This story has been updated to reflect that the jury ruled in favor of ex-CEO Ranko Cucuz, and against the Securities and Exchange Commission, on three of four counts. A previous version of this article, and its headline, said only that the CEO, along with the CFO, had lost the case. CFO.com regrets the error.
A federal jury ruled in the Securities and Exchange Commission’s favor in a civil fraud trial against the former CFO of automobile parts manufacturer Hayes Lemmerz International Inc. The jury ruled in the SEC’s favor on only one of four claims against the company’s CEO, however.
The SEC had charged ex-CEO Ranko Cucuz and ex-CFO William D. Shovers with engaging in securities fraud arising from an accounting scheme. Cucuz and Shovers are the last two remaining defendants in the SEC’s action. The jury ruling was in U.S. District Court for the Eastern District of Michigan.
Previously, the commission reached settlements with the company; with Ronald Lee Kolakowski, former president of ist North American Wheel Group; and with Jesus Bonilla-Valdez, former vice president of its Aluminum Wheel Group. In addition, the SEC previously settled related administrative proceedings against three other former Hayes employees: Allen Buntin, James Jarrett, and Greg Jones.
The commission’s complaint, filed on April 25, 2006, alleged that Hayes, acting through former senior officers and employees, engaged in a fraudulent scheme to achieve corporate earnings targets and mask declining operating results. It said that as a result of the fraudulent accounting scheme, Hayes made materially false filings in fiscal years 1999 and 2000, and for the 2001 first quarter, including for the Jan. 31, 2001, fiscal annual report, and quarterly reports for the April, July, and October periods of 2000 and the April 2001 period.

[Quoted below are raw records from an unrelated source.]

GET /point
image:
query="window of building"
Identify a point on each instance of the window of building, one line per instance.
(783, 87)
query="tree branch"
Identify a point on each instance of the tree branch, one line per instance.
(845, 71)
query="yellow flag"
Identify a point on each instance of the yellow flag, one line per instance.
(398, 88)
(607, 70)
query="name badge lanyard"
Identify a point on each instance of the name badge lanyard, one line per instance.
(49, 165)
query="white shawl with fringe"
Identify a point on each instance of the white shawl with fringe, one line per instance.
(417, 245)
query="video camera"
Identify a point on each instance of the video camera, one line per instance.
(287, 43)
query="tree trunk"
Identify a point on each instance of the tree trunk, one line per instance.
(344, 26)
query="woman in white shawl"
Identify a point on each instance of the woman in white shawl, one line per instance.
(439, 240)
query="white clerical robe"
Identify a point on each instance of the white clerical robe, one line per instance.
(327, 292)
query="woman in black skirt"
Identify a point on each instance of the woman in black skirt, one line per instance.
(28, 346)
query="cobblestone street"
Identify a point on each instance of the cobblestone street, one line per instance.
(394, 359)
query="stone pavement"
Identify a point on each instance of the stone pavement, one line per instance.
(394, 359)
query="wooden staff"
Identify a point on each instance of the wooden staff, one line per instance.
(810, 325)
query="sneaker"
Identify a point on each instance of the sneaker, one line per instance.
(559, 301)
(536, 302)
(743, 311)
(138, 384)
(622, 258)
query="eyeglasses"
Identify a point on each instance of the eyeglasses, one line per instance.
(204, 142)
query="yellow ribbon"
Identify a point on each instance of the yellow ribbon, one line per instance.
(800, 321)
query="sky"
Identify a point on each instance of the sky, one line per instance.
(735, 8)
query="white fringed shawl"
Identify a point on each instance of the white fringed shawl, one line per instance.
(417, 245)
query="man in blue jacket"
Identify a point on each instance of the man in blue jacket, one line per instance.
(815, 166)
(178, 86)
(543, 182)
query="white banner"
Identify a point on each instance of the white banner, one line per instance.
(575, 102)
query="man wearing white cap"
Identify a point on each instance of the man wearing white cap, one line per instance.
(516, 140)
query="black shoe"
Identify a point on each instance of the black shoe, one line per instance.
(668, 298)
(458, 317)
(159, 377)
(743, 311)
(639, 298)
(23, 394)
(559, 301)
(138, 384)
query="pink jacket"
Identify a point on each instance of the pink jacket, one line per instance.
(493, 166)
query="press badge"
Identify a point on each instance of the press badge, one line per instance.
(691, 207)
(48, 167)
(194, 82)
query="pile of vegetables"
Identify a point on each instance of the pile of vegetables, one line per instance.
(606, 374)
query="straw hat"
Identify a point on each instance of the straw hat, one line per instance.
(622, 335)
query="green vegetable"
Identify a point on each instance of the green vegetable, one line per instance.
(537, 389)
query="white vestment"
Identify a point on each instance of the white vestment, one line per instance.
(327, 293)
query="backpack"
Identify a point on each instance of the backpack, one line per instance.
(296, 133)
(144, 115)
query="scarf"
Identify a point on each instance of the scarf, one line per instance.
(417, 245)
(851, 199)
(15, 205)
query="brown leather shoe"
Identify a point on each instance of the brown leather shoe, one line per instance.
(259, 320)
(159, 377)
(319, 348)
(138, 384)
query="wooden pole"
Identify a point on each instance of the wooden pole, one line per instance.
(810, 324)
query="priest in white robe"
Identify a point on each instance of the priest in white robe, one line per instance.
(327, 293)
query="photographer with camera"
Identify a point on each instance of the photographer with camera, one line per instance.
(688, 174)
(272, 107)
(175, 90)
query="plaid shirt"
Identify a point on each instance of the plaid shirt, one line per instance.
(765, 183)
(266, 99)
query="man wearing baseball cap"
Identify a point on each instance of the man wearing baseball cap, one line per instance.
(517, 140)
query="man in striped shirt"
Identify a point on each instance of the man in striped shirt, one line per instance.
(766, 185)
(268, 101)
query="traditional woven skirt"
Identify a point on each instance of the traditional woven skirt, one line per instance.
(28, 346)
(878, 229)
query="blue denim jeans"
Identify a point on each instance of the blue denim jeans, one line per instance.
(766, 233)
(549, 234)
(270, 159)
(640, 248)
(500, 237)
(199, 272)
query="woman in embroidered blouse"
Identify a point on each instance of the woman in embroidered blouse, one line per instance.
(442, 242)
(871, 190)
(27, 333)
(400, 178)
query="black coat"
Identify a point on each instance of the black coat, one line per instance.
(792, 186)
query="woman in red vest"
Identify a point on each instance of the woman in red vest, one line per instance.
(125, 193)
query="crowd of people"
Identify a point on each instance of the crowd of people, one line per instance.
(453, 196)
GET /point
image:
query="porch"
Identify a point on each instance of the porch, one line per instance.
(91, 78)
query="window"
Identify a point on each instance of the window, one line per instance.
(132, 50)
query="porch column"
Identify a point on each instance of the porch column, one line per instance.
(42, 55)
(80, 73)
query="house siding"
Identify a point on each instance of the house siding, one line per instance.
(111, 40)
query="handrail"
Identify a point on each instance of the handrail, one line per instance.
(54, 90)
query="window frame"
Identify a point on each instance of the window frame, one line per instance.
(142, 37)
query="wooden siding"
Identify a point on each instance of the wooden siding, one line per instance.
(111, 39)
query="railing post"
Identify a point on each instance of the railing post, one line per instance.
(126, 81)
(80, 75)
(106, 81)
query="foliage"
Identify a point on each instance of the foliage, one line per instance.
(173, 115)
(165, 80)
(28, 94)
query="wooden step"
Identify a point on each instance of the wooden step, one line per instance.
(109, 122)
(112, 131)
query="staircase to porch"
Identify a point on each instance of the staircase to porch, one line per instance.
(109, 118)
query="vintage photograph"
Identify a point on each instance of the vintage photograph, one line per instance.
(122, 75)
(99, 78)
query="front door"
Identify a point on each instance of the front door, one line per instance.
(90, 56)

The complaint also alleged that Cucuz and Shovers made affirmative misrepresentations to the company’s outside independent auditor about Hayes’ financial statements and caused Hayes to make filings containing material misrepresentations.
In addition, the SEC alleged that Cucuz and Shovers took steps to conceal information about the improper accounting practices from Hayes’s outside independent auditor and its audit committee and board. It also said that Cucuz and Shovers made material misrepresentations about Hayes’s financial condition in connection with a $300 million bond offering by Hayes in June 2001.
While the jury ruled against CFO Shovers in all four claims, the SEC said, jurors found Cucuz not liable on three claims. Cucuz, according to his attorney, was found liable only on the claim of negligence in his handling of accounting issues, because they believed that Cucuz should have been aware of the actions of other employees.